“瓦尔特?”沙莱反复品味着这个从她嘴中说出来的名字,“如果您想这样称呼我的话,可以。”
能成为反派的人多半是有点大病,无论是原著的阿尔伯特,还是现在面对着的沙莱。卡珊德拉决定还是用“沙莱”称呼他,对方看上去似乎也对最初的名字不太感冒。
创世神与教皇的故事结束于前者被封印,此后发生的事都被教廷美化成了一个个童话,她记得还有说很多位公主哭着求着要嫁给教皇的——只能说不管书中还是书外,八卦永远是人的天性。
“您不打算再问点别的?”沙莱看上去很想继续和她说话。
“我想知道你们接下来的计划,”卡珊德拉诚实地说,“你会告诉我吗?”
“假如您先遇到我还不是伊丽莎白的话,会。”他似乎是笑了笑,木板响起被指腹摩挲的沙沙声:“可惜她太蠢了,远不如你聪明。”
和如今的沙莱说话,变成了一件令卡珊德拉感到非常,非常不舒服的事。她说不出这种不舒服的来源,只知道自己的心中一次又一次翻腾起来的反感。
虽然对方待她的态度很不错,相当不错。
“看来您不太愿意理会我。”沙莱的声音一下子就低沉了下去,阴郁得像是突然换了个人:“从前您也是如此,除了祂,您的眼中再也看不到任何人,即便我才是最有资格和您并肩而立的那个。”
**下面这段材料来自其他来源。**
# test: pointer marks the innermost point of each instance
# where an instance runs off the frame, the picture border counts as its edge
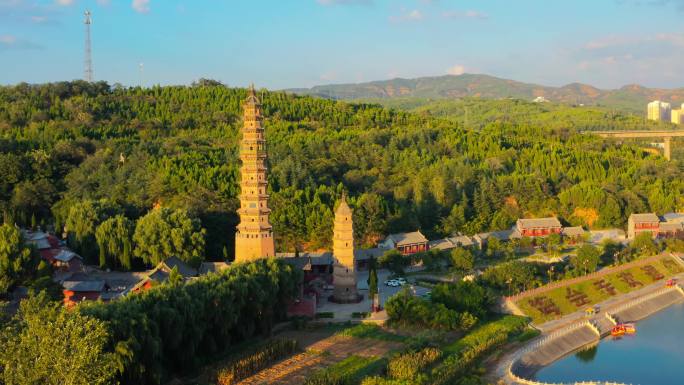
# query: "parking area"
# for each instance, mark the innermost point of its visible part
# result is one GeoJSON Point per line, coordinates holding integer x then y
{"type": "Point", "coordinates": [346, 310]}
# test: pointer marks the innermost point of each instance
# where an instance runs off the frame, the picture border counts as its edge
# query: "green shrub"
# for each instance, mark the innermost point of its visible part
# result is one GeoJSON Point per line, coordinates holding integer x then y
{"type": "Point", "coordinates": [370, 331]}
{"type": "Point", "coordinates": [377, 380]}
{"type": "Point", "coordinates": [409, 365]}
{"type": "Point", "coordinates": [255, 360]}
{"type": "Point", "coordinates": [465, 352]}
{"type": "Point", "coordinates": [349, 371]}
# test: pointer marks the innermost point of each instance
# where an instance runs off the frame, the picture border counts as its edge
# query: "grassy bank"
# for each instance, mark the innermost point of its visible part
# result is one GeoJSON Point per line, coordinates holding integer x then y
{"type": "Point", "coordinates": [619, 282]}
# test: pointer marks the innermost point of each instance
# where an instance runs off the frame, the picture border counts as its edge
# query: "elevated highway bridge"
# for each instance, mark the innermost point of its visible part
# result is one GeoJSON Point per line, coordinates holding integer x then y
{"type": "Point", "coordinates": [666, 135]}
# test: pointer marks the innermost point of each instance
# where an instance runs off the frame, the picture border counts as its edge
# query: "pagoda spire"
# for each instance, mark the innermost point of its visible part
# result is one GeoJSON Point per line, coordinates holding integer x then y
{"type": "Point", "coordinates": [344, 269]}
{"type": "Point", "coordinates": [254, 237]}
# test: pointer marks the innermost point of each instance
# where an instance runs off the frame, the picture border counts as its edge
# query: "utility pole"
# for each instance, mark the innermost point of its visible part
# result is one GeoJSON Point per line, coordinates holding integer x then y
{"type": "Point", "coordinates": [88, 71]}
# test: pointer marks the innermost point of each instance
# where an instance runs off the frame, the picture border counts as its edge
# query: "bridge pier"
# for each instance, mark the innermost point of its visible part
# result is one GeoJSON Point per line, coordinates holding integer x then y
{"type": "Point", "coordinates": [667, 147]}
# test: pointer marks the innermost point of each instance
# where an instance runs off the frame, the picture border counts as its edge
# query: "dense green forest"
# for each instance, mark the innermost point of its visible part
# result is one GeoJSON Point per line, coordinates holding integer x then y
{"type": "Point", "coordinates": [95, 159]}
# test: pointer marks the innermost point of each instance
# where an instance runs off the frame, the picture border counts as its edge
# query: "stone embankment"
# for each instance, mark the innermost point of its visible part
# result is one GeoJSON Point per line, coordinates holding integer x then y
{"type": "Point", "coordinates": [579, 335]}
{"type": "Point", "coordinates": [641, 308]}
{"type": "Point", "coordinates": [553, 347]}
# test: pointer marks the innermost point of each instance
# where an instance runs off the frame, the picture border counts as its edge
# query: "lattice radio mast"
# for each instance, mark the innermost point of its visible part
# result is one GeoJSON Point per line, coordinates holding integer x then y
{"type": "Point", "coordinates": [88, 71]}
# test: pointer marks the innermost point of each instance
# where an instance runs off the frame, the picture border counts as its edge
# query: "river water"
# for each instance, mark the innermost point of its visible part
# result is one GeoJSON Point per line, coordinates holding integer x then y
{"type": "Point", "coordinates": [654, 356]}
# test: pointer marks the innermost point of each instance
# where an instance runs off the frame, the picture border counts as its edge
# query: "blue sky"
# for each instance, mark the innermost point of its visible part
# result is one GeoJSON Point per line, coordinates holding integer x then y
{"type": "Point", "coordinates": [301, 43]}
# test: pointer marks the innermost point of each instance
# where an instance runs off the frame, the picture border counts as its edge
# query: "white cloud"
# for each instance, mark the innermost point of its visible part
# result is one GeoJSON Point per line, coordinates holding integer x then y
{"type": "Point", "coordinates": [141, 6]}
{"type": "Point", "coordinates": [8, 39]}
{"type": "Point", "coordinates": [13, 42]}
{"type": "Point", "coordinates": [464, 15]}
{"type": "Point", "coordinates": [408, 16]}
{"type": "Point", "coordinates": [343, 2]}
{"type": "Point", "coordinates": [456, 70]}
{"type": "Point", "coordinates": [328, 76]}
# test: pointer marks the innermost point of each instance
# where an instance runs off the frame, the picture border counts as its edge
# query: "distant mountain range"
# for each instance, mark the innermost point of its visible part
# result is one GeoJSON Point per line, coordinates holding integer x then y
{"type": "Point", "coordinates": [630, 97]}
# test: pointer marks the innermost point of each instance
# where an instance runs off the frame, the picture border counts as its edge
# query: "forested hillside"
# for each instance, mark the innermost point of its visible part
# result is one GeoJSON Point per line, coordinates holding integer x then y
{"type": "Point", "coordinates": [632, 98]}
{"type": "Point", "coordinates": [82, 154]}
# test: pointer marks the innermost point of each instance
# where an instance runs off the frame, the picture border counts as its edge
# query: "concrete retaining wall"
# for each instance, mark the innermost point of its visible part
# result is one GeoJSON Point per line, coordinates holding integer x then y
{"type": "Point", "coordinates": [573, 338]}
{"type": "Point", "coordinates": [641, 308]}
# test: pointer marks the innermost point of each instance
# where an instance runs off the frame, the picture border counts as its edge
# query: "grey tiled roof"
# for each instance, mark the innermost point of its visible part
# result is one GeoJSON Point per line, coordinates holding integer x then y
{"type": "Point", "coordinates": [647, 217]}
{"type": "Point", "coordinates": [573, 231]}
{"type": "Point", "coordinates": [81, 286]}
{"type": "Point", "coordinates": [412, 238]}
{"type": "Point", "coordinates": [531, 223]}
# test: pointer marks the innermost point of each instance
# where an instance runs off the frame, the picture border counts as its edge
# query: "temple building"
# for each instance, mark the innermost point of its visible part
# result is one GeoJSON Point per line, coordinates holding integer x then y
{"type": "Point", "coordinates": [344, 271]}
{"type": "Point", "coordinates": [254, 237]}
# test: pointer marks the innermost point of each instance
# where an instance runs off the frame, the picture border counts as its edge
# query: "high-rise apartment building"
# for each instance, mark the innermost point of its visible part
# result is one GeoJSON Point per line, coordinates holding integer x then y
{"type": "Point", "coordinates": [659, 111]}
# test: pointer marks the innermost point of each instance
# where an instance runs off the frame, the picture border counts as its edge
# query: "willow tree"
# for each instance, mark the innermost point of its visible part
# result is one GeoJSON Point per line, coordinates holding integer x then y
{"type": "Point", "coordinates": [114, 240]}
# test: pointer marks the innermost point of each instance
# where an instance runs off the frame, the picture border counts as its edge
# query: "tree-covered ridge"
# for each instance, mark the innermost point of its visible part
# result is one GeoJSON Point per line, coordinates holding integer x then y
{"type": "Point", "coordinates": [176, 147]}
{"type": "Point", "coordinates": [631, 98]}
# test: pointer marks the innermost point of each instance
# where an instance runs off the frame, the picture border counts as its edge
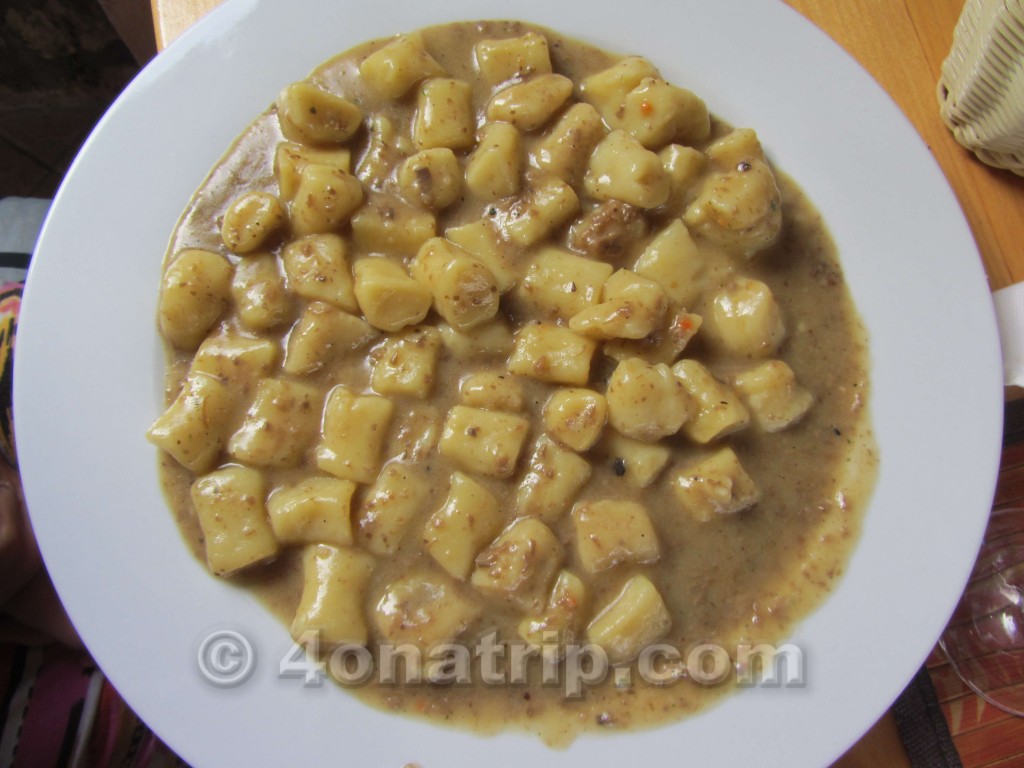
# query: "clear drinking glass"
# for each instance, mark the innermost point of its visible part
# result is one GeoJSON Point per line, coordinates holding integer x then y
{"type": "Point", "coordinates": [984, 640]}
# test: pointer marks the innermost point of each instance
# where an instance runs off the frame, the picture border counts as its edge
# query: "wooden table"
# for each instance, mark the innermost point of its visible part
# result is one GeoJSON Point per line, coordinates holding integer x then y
{"type": "Point", "coordinates": [902, 43]}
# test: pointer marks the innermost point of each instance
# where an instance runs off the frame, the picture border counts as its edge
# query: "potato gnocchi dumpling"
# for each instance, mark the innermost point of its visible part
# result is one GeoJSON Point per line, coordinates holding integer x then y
{"type": "Point", "coordinates": [480, 333]}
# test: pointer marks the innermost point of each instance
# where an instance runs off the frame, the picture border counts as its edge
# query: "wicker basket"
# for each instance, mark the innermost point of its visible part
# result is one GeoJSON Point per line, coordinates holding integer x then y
{"type": "Point", "coordinates": [981, 88]}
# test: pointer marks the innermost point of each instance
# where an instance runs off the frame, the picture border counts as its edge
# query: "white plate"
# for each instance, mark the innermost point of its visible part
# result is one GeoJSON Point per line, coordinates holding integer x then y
{"type": "Point", "coordinates": [89, 372]}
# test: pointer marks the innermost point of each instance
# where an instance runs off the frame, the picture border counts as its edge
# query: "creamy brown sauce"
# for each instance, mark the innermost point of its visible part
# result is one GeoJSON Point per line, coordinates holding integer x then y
{"type": "Point", "coordinates": [745, 577]}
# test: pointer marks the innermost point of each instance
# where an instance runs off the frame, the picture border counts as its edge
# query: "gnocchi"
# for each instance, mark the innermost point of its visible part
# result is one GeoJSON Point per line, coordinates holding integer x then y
{"type": "Point", "coordinates": [487, 333]}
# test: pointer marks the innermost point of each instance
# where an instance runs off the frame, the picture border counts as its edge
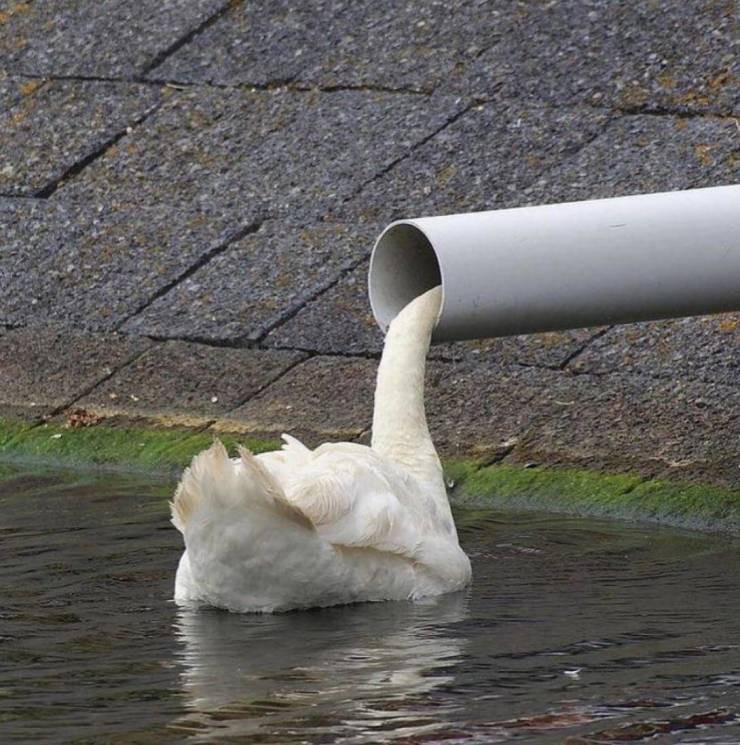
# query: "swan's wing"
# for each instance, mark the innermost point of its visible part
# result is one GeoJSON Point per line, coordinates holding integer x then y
{"type": "Point", "coordinates": [350, 501]}
{"type": "Point", "coordinates": [215, 482]}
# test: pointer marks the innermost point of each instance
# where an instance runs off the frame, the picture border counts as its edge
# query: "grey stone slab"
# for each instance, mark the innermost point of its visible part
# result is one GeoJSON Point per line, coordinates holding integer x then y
{"type": "Point", "coordinates": [340, 321]}
{"type": "Point", "coordinates": [676, 55]}
{"type": "Point", "coordinates": [14, 88]}
{"type": "Point", "coordinates": [112, 38]}
{"type": "Point", "coordinates": [323, 398]}
{"type": "Point", "coordinates": [92, 266]}
{"type": "Point", "coordinates": [43, 369]}
{"type": "Point", "coordinates": [411, 45]}
{"type": "Point", "coordinates": [642, 154]}
{"type": "Point", "coordinates": [705, 348]}
{"type": "Point", "coordinates": [261, 279]}
{"type": "Point", "coordinates": [298, 152]}
{"type": "Point", "coordinates": [185, 382]}
{"type": "Point", "coordinates": [56, 124]}
{"type": "Point", "coordinates": [674, 428]}
{"type": "Point", "coordinates": [484, 160]}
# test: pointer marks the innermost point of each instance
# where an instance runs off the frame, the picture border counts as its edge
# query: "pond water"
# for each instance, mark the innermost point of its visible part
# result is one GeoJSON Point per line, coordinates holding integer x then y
{"type": "Point", "coordinates": [575, 631]}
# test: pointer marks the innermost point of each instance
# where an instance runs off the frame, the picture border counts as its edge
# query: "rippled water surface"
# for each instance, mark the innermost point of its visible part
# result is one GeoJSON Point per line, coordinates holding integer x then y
{"type": "Point", "coordinates": [575, 631]}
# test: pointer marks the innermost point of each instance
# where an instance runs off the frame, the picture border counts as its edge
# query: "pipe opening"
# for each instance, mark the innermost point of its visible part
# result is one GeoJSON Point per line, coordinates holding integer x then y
{"type": "Point", "coordinates": [403, 266]}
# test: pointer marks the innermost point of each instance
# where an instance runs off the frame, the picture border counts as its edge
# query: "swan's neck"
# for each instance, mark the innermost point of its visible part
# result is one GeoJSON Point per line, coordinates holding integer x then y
{"type": "Point", "coordinates": [400, 429]}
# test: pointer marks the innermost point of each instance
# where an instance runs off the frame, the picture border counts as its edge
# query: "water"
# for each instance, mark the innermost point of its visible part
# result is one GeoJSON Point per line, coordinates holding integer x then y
{"type": "Point", "coordinates": [574, 632]}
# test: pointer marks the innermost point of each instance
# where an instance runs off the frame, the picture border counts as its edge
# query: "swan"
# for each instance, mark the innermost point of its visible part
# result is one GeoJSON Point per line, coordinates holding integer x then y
{"type": "Point", "coordinates": [344, 523]}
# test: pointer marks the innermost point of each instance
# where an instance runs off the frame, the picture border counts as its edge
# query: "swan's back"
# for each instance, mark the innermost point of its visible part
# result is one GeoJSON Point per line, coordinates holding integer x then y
{"type": "Point", "coordinates": [345, 522]}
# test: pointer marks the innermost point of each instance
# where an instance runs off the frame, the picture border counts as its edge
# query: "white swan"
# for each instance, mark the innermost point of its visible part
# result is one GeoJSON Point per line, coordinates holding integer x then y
{"type": "Point", "coordinates": [298, 528]}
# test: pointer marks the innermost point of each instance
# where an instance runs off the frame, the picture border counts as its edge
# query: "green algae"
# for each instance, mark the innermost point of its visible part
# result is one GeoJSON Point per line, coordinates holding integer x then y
{"type": "Point", "coordinates": [608, 495]}
{"type": "Point", "coordinates": [128, 448]}
{"type": "Point", "coordinates": [572, 491]}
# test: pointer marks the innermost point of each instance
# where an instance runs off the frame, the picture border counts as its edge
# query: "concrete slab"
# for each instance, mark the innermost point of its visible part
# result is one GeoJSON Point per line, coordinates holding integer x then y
{"type": "Point", "coordinates": [673, 428]}
{"type": "Point", "coordinates": [706, 348]}
{"type": "Point", "coordinates": [45, 369]}
{"type": "Point", "coordinates": [324, 398]}
{"type": "Point", "coordinates": [641, 154]}
{"type": "Point", "coordinates": [93, 266]}
{"type": "Point", "coordinates": [54, 125]}
{"type": "Point", "coordinates": [299, 152]}
{"type": "Point", "coordinates": [14, 88]}
{"type": "Point", "coordinates": [112, 38]}
{"type": "Point", "coordinates": [262, 279]}
{"type": "Point", "coordinates": [674, 55]}
{"type": "Point", "coordinates": [181, 383]}
{"type": "Point", "coordinates": [411, 45]}
{"type": "Point", "coordinates": [484, 160]}
{"type": "Point", "coordinates": [340, 321]}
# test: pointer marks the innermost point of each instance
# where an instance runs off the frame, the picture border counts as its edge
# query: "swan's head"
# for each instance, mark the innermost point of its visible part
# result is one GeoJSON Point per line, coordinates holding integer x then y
{"type": "Point", "coordinates": [421, 313]}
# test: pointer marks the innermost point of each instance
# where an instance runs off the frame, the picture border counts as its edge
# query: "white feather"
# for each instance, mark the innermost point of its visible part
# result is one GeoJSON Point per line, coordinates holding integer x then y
{"type": "Point", "coordinates": [299, 528]}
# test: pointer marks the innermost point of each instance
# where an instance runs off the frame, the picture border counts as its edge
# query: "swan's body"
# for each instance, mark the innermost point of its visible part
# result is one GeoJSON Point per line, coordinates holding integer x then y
{"type": "Point", "coordinates": [298, 528]}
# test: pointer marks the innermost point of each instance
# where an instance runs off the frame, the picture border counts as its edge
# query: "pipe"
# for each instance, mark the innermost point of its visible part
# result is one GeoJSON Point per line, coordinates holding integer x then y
{"type": "Point", "coordinates": [563, 266]}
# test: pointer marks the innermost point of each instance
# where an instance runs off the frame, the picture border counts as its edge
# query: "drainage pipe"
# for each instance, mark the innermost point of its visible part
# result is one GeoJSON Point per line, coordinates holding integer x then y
{"type": "Point", "coordinates": [563, 266]}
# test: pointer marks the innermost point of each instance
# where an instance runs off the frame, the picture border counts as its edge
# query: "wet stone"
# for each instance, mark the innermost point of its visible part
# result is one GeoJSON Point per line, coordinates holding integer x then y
{"type": "Point", "coordinates": [674, 55]}
{"type": "Point", "coordinates": [188, 381]}
{"type": "Point", "coordinates": [111, 38]}
{"type": "Point", "coordinates": [324, 398]}
{"type": "Point", "coordinates": [93, 266]}
{"type": "Point", "coordinates": [642, 154]}
{"type": "Point", "coordinates": [672, 428]}
{"type": "Point", "coordinates": [340, 321]}
{"type": "Point", "coordinates": [43, 369]}
{"type": "Point", "coordinates": [299, 152]}
{"type": "Point", "coordinates": [259, 281]}
{"type": "Point", "coordinates": [412, 45]}
{"type": "Point", "coordinates": [484, 160]}
{"type": "Point", "coordinates": [705, 348]}
{"type": "Point", "coordinates": [54, 125]}
{"type": "Point", "coordinates": [13, 89]}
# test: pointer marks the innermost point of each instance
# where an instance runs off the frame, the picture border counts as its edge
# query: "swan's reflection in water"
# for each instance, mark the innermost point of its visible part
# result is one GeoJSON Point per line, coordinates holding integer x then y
{"type": "Point", "coordinates": [357, 673]}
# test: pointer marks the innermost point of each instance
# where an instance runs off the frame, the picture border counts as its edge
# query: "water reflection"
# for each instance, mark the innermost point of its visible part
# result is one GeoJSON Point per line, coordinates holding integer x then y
{"type": "Point", "coordinates": [281, 676]}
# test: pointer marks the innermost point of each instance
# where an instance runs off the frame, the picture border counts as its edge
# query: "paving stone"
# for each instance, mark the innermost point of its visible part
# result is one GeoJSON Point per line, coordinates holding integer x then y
{"type": "Point", "coordinates": [324, 398]}
{"type": "Point", "coordinates": [340, 321]}
{"type": "Point", "coordinates": [642, 154]}
{"type": "Point", "coordinates": [411, 45]}
{"type": "Point", "coordinates": [184, 382]}
{"type": "Point", "coordinates": [705, 348]}
{"type": "Point", "coordinates": [14, 88]}
{"type": "Point", "coordinates": [261, 279]}
{"type": "Point", "coordinates": [55, 124]}
{"type": "Point", "coordinates": [674, 428]}
{"type": "Point", "coordinates": [300, 152]}
{"type": "Point", "coordinates": [112, 38]}
{"type": "Point", "coordinates": [484, 160]}
{"type": "Point", "coordinates": [663, 54]}
{"type": "Point", "coordinates": [92, 266]}
{"type": "Point", "coordinates": [43, 369]}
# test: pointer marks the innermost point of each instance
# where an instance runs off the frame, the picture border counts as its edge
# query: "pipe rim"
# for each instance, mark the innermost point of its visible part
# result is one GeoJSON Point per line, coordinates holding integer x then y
{"type": "Point", "coordinates": [404, 264]}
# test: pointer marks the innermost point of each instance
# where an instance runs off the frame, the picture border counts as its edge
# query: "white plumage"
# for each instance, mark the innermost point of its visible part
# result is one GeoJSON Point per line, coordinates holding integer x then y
{"type": "Point", "coordinates": [300, 528]}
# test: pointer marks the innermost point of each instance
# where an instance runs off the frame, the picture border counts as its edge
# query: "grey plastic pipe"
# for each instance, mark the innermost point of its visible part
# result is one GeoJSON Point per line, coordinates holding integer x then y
{"type": "Point", "coordinates": [563, 266]}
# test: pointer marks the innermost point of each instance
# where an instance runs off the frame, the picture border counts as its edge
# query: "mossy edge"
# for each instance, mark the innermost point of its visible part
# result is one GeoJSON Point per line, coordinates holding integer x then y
{"type": "Point", "coordinates": [564, 490]}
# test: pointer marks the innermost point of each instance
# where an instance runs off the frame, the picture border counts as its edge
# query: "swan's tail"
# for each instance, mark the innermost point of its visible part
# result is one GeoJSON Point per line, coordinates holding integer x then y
{"type": "Point", "coordinates": [215, 481]}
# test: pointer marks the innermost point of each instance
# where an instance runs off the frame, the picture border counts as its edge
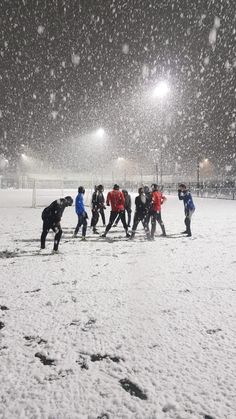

卡珊德拉竭力忘记印象里的沙莱大主教,因为对方的话越来越奇怪,尖刺一般地扎向她的胸膛,让里面的那颗心脏开始隐隐作痛。
她想起了那位,本该像初代教皇一样时时被提及,却在圣弗朗神隐的第一任圣女,内心有了一个可怕的猜想。
“没错,事情正如您所想的那样。”沙莱怀念地说,“那个被我刻意抹去的名字,也是'卡珊德拉'。”